Worries abound about leaner season drought-stricken Ethiopians may confront in coming months

23 Feb

By Keffyalew Gebremedhin – The Ethiopia Observatory (TEO)

The United Nations Office for the Coordination of Humanitarian Affairs (OCHA) Monday, February 22/2016 expressed its worries that poor rains received in January and February in most northern and eastern parts of Ethiopia were insufficient to replenish water sources and rejuvenate pasture in those parched lands. Therefore, drought-affected areas continue to report deepening water and browse shortages.

In East Hararge zone (Oromia region) for example, 31 water trucks (of 35 requested) are providing water to affected communities. Zonal authorities are preparing to request for water trucking support for additional woredas. The humanitarian situation is expected to further deteriorate if the rainfall performance does not improve in the coming week, according to OCHA.

In pastoralist areas, water and pasture shortages have resulted in emaciated livestock, including deaths. In agrarian communities, weakened livestock are unable to till the land in preparation for the next planting season. Farmers usually prepare the land for the next planting season in January and February, which is not the case this time around.

Seasonal prediction systems from the UK Met Office and from the European Center for Medium range Weather Forecasting (ECMWF)1 suggest an increase in the probability of above-average belg/spring rainfall across southern and eastern Ethiopia. However, predictions for the northern parts of the country are more uncertain; both systems have very weak signals.
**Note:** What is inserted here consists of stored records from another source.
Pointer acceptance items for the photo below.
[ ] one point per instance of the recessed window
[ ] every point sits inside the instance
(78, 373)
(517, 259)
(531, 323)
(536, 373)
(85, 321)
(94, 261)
The FAO Situation Report for February 2016 underlines that food insecurity and malnutrition needs in Ethiopia are alarming, thanks to El Niño, which has become an added livelihood crisis in the world’s poorest country and with its enormous political problems.

At the moment, insufficient access to and availability of food has driven humanitarian needs to near-unprecedented levels. This, the report states, requires simultaneous and immediate scaling up of multisectoral lifesaving and livelihood support along with investment in resilience building efforts in the most affected and at-risk areas.

UNICEF just reported that six million children currently require food assistance, with school absenteeism increasing as children are forced to walk greater distances in search of water.

Afflicted by the politics of neglect and corruption, the drought is likely to cause more damage this time. The corruption is continuing; all that the TPLF regime has done is to give warning devoid of action to those stealing food and money from hungry people, as we heard from propaganda minister Getachew Reda.

While the TPLF regime has secured financing from the World Bank’s International Development Association (IDA) and other aid agencies to tender the purchase of 70,000 tonnes of wheat for the sixth time in less than a year, the complaint from the many distressed parts of the country is that people are not receiving food and water. The last purchase order of 700,000 tonnes of wheat was executed in January 2016, with World Bank money. This, in its wit, Addis Fortune put it as Ethiopia breaking its own what import records.

By all indications, the prognosis is not very encouraging. This is more so especially viewed from the point of view of the repeated absences of the rains and the increasing instability in the country with all the cruelty and manifest killings around by Agazi forces and the underlying repression against which people are protesting.

It means that, as if the on-going heartless state violence against civil society is not enough, going forward Ethiopians must brace up for a leaner season in every sense!